J Reprod Med. 2002 Sep;47(9):767-9.
Inflammatory pseudotumor (IPT), also called plasma cell granuloma, is a rare, benign, tumorlike lesion composed of proliferating spindle cells admixed with an inflammatory infiltrate and usually affecting the lungs. Other locations can also be affected.
An 18-year-old woman complained of abdominal pain and discomfort. Sonographic evaluation revealed a hyperechogenic mass measuring 32 x 36 mm and located between the right ovary and uterus. CBC showed mild leukocytosis. Laparoscopic resection of the mass revealed histologically an inflammatory pseudotumor.

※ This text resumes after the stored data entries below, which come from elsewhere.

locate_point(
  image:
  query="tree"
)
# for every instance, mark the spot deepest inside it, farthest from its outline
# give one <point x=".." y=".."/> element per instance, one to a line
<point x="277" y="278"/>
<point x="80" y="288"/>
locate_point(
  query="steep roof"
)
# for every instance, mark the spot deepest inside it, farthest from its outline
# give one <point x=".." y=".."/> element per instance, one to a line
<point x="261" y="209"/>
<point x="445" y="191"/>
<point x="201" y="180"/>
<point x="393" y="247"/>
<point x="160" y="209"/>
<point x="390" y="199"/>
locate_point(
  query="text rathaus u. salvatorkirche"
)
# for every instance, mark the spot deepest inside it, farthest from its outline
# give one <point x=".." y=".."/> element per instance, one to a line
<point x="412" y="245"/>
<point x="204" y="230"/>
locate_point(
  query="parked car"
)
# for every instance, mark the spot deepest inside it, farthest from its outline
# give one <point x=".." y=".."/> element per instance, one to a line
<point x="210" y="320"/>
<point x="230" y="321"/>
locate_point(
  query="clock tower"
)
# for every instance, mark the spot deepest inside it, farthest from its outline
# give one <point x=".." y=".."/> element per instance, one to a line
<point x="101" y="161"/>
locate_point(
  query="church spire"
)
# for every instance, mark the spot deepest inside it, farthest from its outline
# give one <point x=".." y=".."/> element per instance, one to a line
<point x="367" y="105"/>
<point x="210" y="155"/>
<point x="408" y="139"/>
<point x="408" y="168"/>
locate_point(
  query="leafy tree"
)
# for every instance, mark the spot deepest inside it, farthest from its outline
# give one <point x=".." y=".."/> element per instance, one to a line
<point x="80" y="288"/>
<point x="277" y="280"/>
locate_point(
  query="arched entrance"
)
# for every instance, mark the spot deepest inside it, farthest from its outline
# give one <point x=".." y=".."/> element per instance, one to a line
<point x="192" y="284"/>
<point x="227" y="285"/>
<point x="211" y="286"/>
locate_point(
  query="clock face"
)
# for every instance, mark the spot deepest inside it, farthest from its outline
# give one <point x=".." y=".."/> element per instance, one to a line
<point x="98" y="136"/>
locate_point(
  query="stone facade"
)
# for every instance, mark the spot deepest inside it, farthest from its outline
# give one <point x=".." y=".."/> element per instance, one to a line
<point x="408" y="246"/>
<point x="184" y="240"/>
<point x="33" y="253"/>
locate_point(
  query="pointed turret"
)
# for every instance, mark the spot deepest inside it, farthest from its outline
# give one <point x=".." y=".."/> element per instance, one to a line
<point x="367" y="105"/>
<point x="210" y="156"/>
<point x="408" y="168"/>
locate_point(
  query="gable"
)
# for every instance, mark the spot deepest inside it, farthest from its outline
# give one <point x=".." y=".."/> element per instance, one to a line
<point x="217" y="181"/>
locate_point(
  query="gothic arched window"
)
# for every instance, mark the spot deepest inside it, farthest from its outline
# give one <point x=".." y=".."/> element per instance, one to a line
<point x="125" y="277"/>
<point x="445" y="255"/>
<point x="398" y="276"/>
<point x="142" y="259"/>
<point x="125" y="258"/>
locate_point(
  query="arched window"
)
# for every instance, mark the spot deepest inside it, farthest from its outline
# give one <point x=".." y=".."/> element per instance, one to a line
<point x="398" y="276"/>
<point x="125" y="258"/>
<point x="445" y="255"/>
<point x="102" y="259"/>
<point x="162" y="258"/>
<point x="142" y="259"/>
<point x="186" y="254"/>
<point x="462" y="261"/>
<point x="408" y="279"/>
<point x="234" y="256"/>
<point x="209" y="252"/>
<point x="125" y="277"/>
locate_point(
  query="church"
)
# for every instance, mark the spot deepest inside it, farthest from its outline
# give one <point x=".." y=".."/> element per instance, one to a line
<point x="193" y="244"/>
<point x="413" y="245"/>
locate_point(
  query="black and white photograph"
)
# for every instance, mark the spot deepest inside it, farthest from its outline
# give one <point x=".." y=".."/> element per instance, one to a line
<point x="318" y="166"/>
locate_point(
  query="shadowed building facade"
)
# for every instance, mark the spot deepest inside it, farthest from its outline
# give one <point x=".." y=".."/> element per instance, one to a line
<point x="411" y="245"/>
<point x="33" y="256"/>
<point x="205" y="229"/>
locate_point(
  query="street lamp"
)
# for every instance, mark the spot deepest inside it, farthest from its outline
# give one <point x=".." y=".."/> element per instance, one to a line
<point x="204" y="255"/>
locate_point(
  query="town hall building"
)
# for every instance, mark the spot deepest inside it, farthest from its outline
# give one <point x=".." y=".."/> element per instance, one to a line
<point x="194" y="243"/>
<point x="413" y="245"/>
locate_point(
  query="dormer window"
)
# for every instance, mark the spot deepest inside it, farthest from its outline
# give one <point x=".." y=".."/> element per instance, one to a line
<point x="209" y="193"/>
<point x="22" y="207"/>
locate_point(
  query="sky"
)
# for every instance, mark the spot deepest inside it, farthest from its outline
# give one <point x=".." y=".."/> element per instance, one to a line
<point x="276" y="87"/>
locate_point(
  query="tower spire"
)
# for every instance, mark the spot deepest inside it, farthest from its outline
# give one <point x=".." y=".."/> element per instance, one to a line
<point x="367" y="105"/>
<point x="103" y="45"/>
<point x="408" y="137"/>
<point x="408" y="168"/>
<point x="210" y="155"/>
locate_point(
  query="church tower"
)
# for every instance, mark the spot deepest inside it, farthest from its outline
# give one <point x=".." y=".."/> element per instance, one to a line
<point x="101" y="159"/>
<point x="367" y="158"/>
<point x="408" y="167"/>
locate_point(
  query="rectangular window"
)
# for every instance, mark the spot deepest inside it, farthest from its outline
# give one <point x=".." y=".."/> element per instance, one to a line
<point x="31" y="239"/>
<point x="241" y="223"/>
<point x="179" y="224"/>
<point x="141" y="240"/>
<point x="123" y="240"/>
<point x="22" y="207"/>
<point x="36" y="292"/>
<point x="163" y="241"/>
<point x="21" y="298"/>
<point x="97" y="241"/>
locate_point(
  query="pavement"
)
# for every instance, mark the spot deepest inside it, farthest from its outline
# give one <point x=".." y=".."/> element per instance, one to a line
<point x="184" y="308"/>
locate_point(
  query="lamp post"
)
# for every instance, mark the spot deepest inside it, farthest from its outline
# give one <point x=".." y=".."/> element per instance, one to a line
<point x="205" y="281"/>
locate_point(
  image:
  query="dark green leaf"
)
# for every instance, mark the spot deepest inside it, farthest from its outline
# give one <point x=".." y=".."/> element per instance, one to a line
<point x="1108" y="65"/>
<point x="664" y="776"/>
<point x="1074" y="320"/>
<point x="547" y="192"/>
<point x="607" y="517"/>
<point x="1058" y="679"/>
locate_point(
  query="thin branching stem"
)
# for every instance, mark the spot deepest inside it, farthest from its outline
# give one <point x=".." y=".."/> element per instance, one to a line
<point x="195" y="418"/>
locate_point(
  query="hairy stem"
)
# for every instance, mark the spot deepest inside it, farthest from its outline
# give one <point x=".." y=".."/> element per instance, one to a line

IPT may occur at any age and affects both sexes equally. The clinical presentation usually includes fever, leukocytosis and weight loss, although many cases are asymptomatic, especially in the pelvis. The lesion usually presents with distinct borders and a firm consistency and is tan to white. The course of IPT is usually benign and self-limited. Surgical resection is the most common therapy, whereas corticosteroids and, in rare cases, chemotherapy are used. Recurrences have been described. Because of the rarity of this condition, it is unusual for the diagnosis to be made preoperatively.
炎性假瘤(IPT),也称为浆细胞性肉芽肿,是一种罕见的良性肿瘤样病变,由增生的梭形细胞与炎性浸润混合组成,通常累及肺部。其他部位也可受累。
一名18岁女性主诉腹痛和不适。超声检查发现一个大小为32×36mm的高回声肿块,位于右卵巢和子宫之间。血常规显示轻度白细胞增多。腹腔镜切除肿块的组织学检查显示为炎性假瘤。
IPT可发生于任何年龄,男女均可受累。临床表现通常包括发热、白细胞增多和体重减轻,尽管许多病例无症状,尤其是在盆腔。病变通常边界清晰,质地硬,呈棕褐色至白色。IPT的病程通常是良性的且自限性。手术切除是最常见的治疗方法,而皮质类固醇以及在罕见情况下使用化疗。已有复发的报道。由于这种疾病罕见,术前诊断并不常见。